Les deux professionnels peuvent être compétents en rééducation pelvi-périnéale selon leur formation et leur pratique. La sage-femme est souvent très présente dans le parcours postnatal, tandis que le masseur-kinésithérapeute peut assurer une prise en charge fonctionnelle plus longue, notamment sur prescription en France. Pour une douleur vulvaire complexe ou une vestibulodynie, il est utile de rechercher un professionnel habitué aux douleurs pelviennes chroniques. Le confort relationnel et le respect du consentement sont déterminants, quel que soit le métier exercé.
En France, la rééducation périnéo-sphinctérienne par un masseur-kinésithérapeute est possible à partir du 90e jour post-partum, sur prescription médicale. Avant ce délai, une sage-femme ou un médecin peut déjà évaluer des symptômes, donner des conseils de récupération et orienter si nécessaire. La rééducation systématique n'est pas recommandée chez les femmes sans symptôme. En présence de fuites, de douleurs, de troubles anaux ou de difficulté à contrôler les muscles, il ne faut pas attendre pour en parler.

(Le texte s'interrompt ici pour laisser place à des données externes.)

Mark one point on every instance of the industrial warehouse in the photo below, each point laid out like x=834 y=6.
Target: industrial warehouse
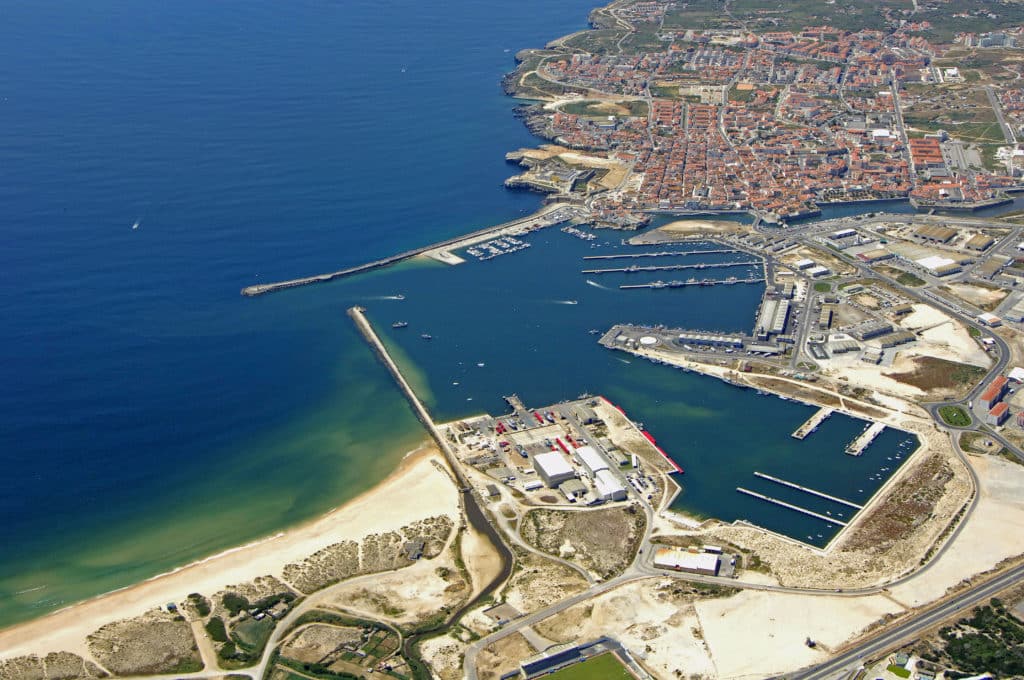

Oui, elle peut être indiquée à la ménopause en cas d'incontinence, de prolapsus, de trouble de coordination périnéale ou de douleur associée à une hypertonie musculaire. Elle s'inscrit alors dans une approche globale, car la sécheresse et la fragilité vulvo-vaginale peuvent aussi nécessiter un traitement gynécologique spécifique. Il n'existe pas de protocole standard unique ciblant simultanément ménopause, clitoris et rééducation. Le programme doit être construit à partir des symptômes réels de la personne.
La vestibulodynie est une douleur du vestibule vulvaire, souvent déclenchée par le contact ou la pénétration. Elle s'accompagne fréquemment d'une contraction réflexe et douloureuse des muscles du plancher pelvien. La rééducation peut aider à relâcher ces muscles, diminuer l'évitement et reprendre progressivement des contacts tolérables. Une prise en charge pluridisciplinaire est souvent nécessaire, comme le proposent notamment les parcours spécialisés des CHU de Nantes, Strasbourg et Dijon.